An Oslo appeals court cleared 20-year-old Jon Johansen, dubbed “DVD Jon,” of piracy charges in late December, angering the U.S. film industry which had hoped for a legal precedent to prevent unauthorized copying of DVDs around the world.
Norwegian police, which brought the charges on behalf of the Motion Picture Association of America (MPAA), had considered appealing to Norway’s Supreme Court by a two-week deadline from the December 22 ruling.
Police “have decided not to appeal the ruling in the DVD case. The acquittal in the District Court will therefore stand,” they said in a statement, but gave no further detail.
The appeals court said Johansen, hailed by hackers worldwide as a hero for free speech, had not broken the law by helping to unlock a code and distribute a computer program on the Internet enabling unauthorized copying of DVD movies.

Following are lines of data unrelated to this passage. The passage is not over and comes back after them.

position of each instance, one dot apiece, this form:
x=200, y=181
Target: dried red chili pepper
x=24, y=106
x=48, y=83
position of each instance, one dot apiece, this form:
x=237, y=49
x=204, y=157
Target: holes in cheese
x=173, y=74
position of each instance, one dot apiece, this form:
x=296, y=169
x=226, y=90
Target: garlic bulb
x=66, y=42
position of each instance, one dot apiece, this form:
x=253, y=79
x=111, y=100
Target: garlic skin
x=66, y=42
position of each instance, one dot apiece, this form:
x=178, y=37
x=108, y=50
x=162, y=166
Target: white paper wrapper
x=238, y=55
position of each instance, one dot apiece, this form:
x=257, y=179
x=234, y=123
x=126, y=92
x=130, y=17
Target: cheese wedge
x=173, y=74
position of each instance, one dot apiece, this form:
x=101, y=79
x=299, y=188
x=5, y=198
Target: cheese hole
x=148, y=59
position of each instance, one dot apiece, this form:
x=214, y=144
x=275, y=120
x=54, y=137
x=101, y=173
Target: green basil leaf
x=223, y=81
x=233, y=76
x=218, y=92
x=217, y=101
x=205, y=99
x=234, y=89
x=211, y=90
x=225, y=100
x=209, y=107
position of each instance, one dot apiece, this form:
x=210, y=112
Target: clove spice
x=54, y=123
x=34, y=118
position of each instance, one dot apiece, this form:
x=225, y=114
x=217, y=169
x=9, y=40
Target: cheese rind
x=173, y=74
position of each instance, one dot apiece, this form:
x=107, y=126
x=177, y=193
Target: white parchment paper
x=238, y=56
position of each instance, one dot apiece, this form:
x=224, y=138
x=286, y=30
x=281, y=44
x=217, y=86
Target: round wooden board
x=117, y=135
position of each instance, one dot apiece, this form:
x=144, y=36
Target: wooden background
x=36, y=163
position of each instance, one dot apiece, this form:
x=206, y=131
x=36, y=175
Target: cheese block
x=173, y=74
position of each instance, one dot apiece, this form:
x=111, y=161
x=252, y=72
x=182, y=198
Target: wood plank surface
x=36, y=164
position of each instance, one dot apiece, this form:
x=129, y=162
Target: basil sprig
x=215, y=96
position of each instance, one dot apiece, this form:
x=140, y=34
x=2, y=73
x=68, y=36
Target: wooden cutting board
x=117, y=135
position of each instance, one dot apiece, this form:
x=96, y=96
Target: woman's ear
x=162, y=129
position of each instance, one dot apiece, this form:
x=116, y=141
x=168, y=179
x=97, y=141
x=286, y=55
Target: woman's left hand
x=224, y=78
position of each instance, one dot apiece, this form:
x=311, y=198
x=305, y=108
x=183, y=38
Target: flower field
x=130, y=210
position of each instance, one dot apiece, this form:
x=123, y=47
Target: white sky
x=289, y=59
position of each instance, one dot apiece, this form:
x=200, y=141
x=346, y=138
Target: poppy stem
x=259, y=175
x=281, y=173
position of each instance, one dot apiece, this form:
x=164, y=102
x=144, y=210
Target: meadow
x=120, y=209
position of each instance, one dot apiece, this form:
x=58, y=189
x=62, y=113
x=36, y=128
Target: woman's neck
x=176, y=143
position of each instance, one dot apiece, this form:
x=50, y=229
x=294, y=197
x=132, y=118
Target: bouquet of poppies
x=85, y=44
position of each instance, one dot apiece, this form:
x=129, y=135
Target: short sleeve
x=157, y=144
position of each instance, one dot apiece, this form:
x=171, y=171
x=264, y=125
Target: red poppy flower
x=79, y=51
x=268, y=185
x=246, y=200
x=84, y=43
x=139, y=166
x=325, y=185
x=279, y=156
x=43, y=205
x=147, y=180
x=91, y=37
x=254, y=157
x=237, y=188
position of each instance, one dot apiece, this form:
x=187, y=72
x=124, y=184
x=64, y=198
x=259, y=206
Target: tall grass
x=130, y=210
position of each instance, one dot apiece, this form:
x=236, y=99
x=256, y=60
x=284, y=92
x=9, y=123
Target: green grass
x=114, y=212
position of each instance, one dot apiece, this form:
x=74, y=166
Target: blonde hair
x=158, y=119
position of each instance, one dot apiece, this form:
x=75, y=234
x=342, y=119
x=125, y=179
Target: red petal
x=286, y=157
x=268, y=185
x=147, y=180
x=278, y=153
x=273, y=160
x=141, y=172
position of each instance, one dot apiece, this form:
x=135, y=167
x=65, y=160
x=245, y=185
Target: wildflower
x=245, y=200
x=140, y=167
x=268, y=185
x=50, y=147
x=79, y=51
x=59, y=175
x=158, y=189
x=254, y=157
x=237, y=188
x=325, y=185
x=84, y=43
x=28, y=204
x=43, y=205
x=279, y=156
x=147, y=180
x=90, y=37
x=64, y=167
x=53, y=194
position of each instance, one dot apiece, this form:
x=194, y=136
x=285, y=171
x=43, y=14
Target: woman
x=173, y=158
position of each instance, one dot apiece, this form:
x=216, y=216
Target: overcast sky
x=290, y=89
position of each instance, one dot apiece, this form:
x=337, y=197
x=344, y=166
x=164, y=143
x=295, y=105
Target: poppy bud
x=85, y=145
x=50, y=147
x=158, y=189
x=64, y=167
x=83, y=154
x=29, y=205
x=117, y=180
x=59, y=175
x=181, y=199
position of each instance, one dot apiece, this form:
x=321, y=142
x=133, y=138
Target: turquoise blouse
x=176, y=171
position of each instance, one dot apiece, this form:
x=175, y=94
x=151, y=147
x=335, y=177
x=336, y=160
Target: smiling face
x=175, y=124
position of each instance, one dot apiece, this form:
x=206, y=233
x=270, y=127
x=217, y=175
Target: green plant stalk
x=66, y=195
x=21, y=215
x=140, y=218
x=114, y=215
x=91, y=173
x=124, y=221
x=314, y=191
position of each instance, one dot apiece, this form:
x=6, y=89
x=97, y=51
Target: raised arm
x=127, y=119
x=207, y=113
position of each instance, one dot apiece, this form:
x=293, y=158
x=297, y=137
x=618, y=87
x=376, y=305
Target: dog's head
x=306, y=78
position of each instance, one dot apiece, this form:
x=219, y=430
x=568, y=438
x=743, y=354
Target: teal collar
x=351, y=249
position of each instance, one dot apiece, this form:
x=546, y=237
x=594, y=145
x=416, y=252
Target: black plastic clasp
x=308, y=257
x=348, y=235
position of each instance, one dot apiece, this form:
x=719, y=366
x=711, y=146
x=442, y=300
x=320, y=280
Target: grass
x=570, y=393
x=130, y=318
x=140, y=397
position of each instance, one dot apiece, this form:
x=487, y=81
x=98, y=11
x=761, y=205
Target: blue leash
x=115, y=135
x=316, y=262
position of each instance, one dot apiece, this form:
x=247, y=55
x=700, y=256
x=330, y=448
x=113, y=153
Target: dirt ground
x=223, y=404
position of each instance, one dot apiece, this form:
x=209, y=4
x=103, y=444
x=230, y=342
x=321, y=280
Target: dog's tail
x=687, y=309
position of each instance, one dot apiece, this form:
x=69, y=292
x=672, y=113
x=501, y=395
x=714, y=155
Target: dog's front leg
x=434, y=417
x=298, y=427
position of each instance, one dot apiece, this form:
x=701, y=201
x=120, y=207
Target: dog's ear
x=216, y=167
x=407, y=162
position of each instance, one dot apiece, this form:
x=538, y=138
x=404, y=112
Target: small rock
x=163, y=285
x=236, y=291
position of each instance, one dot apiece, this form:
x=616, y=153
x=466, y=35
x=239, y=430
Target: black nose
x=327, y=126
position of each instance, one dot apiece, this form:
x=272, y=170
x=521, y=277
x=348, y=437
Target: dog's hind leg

He made the program, called DeCSS, when he was only 15. Supporters worldwide have portrayed the trials as a David against Goliath battle over a teenager’s right to free speech.
“This brings this case to a final end, following acquittals in both the district court and the appeals court,” Johansen’s lawyer Halvor Manshaus told Reuters. “I am pleased with the final outcome and so is my client.”
The verdict was a major defeat for the MPAA, grouping Hollywood studios like Walt Disney Co., Universal Studios and Warner Bros, which had brought the case in a bid to stifle piracy that it says costs $3.0 billion a year in lost sales.
The studios feared an erosion of their DVD sales similar to that experienced by the music industry when Napster created a free service allowing online users to download digital free music from other users.